I will enable the OPENSHIFT_PROFILE=web option and report back with a heap dump once we eventually run out of RAM again.

Comment 10 David Moreau Simard 2017-09-01 14:01:30 UTC
Created attachment 1320975 [details]
openshift master RAM usage screenshot

Comment 11 David Moreau Simard 2017-09-01 15:10:52 UTC
Created attachment 1321012 [details]
Heap after restarting origin-master

I was recommended to post a heap profile after restarting origin-master and take another dump once we notice the RAM issue. Here's the first dump, I will attach a new one once we hit critical RAM tresholds -- might take a few days.

Comment 12 David Moreau Simard 2017-09-01 17:28:06 UTC
Created attachment 1321049 [details]
Heap after origin-master is taking up RAM

It turns out it didn't take a few days for the master process to eat up all the RAM again but we're ramping up our usage so it might be related... Here's the heap dump from the master eating almost all the available RAM and with the machine starting to swap.

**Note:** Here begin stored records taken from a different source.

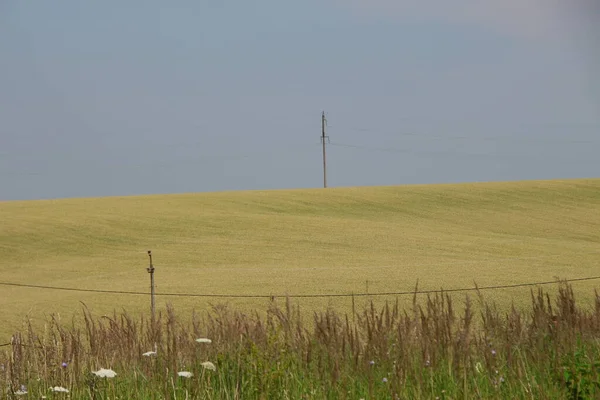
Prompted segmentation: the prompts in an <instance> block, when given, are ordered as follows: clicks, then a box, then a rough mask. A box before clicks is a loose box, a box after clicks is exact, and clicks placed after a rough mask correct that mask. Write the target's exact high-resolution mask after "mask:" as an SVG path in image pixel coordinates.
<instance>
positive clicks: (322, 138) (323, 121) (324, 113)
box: [321, 111, 329, 188]
mask: <svg viewBox="0 0 600 400" xmlns="http://www.w3.org/2000/svg"><path fill="white" fill-rule="evenodd" d="M326 125H327V119H325V111H323V113H322V114H321V143H323V188H326V187H327V151H326V150H325V149H326V147H327V146H326V143H325V140H328V139H329V137H328V136H326V135H325V126H326Z"/></svg>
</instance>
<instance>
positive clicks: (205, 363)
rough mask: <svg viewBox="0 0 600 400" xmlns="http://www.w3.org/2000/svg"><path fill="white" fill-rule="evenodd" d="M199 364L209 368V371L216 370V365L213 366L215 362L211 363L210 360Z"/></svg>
mask: <svg viewBox="0 0 600 400" xmlns="http://www.w3.org/2000/svg"><path fill="white" fill-rule="evenodd" d="M200 365H202V367H204V368H205V369H210V370H211V371H216V370H217V367H215V364H213V363H211V362H210V361H204V362H203V363H202V364H200Z"/></svg>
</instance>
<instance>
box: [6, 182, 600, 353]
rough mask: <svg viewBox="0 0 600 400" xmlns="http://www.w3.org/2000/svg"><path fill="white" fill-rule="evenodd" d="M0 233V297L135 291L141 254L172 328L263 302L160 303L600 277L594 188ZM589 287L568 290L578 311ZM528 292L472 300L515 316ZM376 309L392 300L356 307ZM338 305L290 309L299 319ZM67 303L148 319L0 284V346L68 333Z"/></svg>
mask: <svg viewBox="0 0 600 400" xmlns="http://www.w3.org/2000/svg"><path fill="white" fill-rule="evenodd" d="M0 221H1V223H0V272H1V276H0V282H2V283H18V284H25V285H42V286H51V287H64V288H77V289H84V290H85V289H100V290H113V291H135V292H148V291H149V275H148V273H147V272H146V267H147V266H148V257H147V254H146V251H147V250H152V253H153V257H154V259H153V261H154V264H155V267H156V273H155V278H156V290H157V294H158V296H157V308H158V309H160V310H163V309H164V307H165V305H166V303H172V304H173V305H174V306H175V308H176V309H177V310H178V311H179V312H180V313H184V314H185V313H186V312H190V311H191V310H192V309H196V310H202V309H206V308H207V306H208V305H209V304H218V303H221V302H225V301H226V302H228V303H230V304H232V305H233V306H235V307H239V308H241V309H261V308H262V309H265V308H266V307H267V304H268V301H269V300H268V299H265V298H219V297H190V296H181V297H176V296H161V293H172V294H173V293H180V294H203V295H209V294H214V295H217V294H218V295H276V296H280V295H286V294H289V295H290V296H295V295H313V294H314V295H328V294H350V293H355V294H364V293H367V292H368V293H370V294H376V293H381V292H405V291H411V290H413V289H414V288H415V284H416V283H417V281H418V286H419V289H421V290H435V289H440V288H444V289H455V288H469V287H473V286H474V284H475V283H476V284H477V285H478V286H481V287H484V286H495V285H512V284H520V283H532V282H542V281H552V280H554V279H555V278H557V277H558V278H562V279H570V278H582V277H591V276H597V275H600V179H580V180H564V181H526V182H501V183H473V184H450V185H410V186H396V187H364V188H330V189H326V190H323V189H313V190H279V191H246V192H222V193H200V194H181V195H151V196H132V197H111V198H82V199H60V200H40V201H14V202H0ZM599 282H600V281H598V280H590V281H582V282H573V287H574V289H575V290H576V292H577V294H578V301H579V304H584V305H585V304H586V302H587V303H588V304H589V303H590V301H591V300H592V298H593V292H594V288H595V287H598V285H599ZM544 288H545V290H549V291H550V292H551V293H552V290H553V288H554V285H548V286H545V287H544ZM530 289H531V288H529V287H519V288H509V289H498V290H487V291H482V294H484V295H485V297H486V299H489V300H493V301H496V302H498V303H499V304H504V305H509V304H510V303H511V302H515V304H516V305H517V306H527V305H529V304H530V303H531V301H530ZM459 295H460V296H461V297H462V298H464V293H461V294H459ZM386 299H387V300H390V299H394V300H395V299H396V296H393V295H390V296H387V297H386V296H379V297H372V296H371V297H368V296H363V297H357V298H356V302H357V303H360V304H361V305H362V304H364V303H366V302H367V301H369V300H375V301H383V300H386ZM398 299H399V301H400V302H401V304H402V302H403V301H404V299H405V300H406V302H407V304H408V303H410V301H411V296H399V297H398ZM351 300H352V299H351V298H349V297H309V298H294V297H292V298H291V301H292V303H293V304H299V305H301V306H302V308H303V309H304V310H313V309H323V308H324V307H325V306H333V307H336V309H338V310H342V311H344V310H348V309H349V308H350V307H351ZM81 302H83V303H85V304H86V305H87V306H88V307H89V308H90V309H91V310H92V312H94V313H98V314H102V313H109V312H112V311H113V310H114V309H117V310H120V309H123V308H124V309H126V310H127V311H128V312H131V313H138V312H148V310H149V296H140V295H131V294H112V293H110V294H108V293H94V292H85V291H81V292H78V291H63V290H53V289H42V288H30V287H14V286H7V285H0V320H1V321H2V326H1V327H0V342H6V341H8V340H9V338H10V334H11V332H12V331H14V330H15V329H18V328H20V327H21V326H22V323H23V321H24V320H25V318H26V317H29V318H30V319H31V320H32V321H33V323H34V324H35V323H36V321H37V322H40V321H42V320H44V318H45V316H47V315H48V314H51V313H54V314H56V315H57V316H58V317H59V318H61V319H66V320H69V319H70V318H71V316H72V315H73V314H74V313H75V312H78V311H79V310H80V309H81Z"/></svg>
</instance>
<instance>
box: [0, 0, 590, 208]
mask: <svg viewBox="0 0 600 400" xmlns="http://www.w3.org/2000/svg"><path fill="white" fill-rule="evenodd" d="M424 3H427V5H424ZM523 3H524V2H522V1H519V0H504V1H499V0H490V1H489V2H481V1H473V0H454V1H453V2H447V1H442V0H432V1H431V2H419V1H405V2H398V1H392V0H371V1H364V0H347V1H342V0H321V1H313V0H305V1H303V2H288V1H281V0H279V1H275V0H257V1H254V2H244V1H238V0H229V1H225V0H224V1H220V0H207V1H202V2H192V1H179V2H173V3H172V4H167V3H165V2H157V1H144V2H140V1H131V2H127V3H126V4H125V3H124V2H116V1H104V2H93V3H92V2H77V1H53V2H19V1H16V0H7V1H4V2H2V3H1V4H0V38H2V39H0V66H1V71H2V72H3V73H2V74H1V75H0V200H13V199H39V198H61V197H89V196H113V195H131V194H145V193H180V192H203V191H220V190H242V189H276V188H301V187H319V186H321V185H322V171H321V168H322V164H321V150H320V147H319V135H320V113H321V111H322V110H325V111H326V113H327V117H328V123H329V127H328V134H329V136H330V140H331V145H330V146H329V147H328V163H329V176H328V183H329V185H330V186H359V185H400V184H411V183H441V182H466V181H494V180H520V179H552V178H576V177H597V176H599V171H600V158H598V156H597V154H598V151H599V150H600V84H599V82H600V73H599V72H598V71H600V50H599V49H600V45H599V43H600V28H597V26H600V6H597V5H595V4H594V3H595V2H594V1H592V0H574V1H571V2H564V1H563V2H558V1H553V0H531V1H530V2H527V3H526V4H523ZM561 3H562V5H561Z"/></svg>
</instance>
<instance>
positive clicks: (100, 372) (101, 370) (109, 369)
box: [92, 368, 117, 378]
mask: <svg viewBox="0 0 600 400" xmlns="http://www.w3.org/2000/svg"><path fill="white" fill-rule="evenodd" d="M92 374H94V375H96V376H97V377H99V378H114V377H115V376H117V373H116V372H115V371H113V370H112V369H104V368H100V369H99V370H98V371H92Z"/></svg>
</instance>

Comment 13 David Moreau Simard 2017-09-01 17:31:53 UTC
I just noticed the bug mentions a *containerized* master taking too much ram. Our master implementatation was deployed with openshift-ansible and is not containerized. Should I open a new bug ?

Comment 14 Derek Carr 2017-09-07 14:09:10 UTC
David - please open a new bug for your issue.  Lets keep this bug focused on the containerized use-case.  Thanks!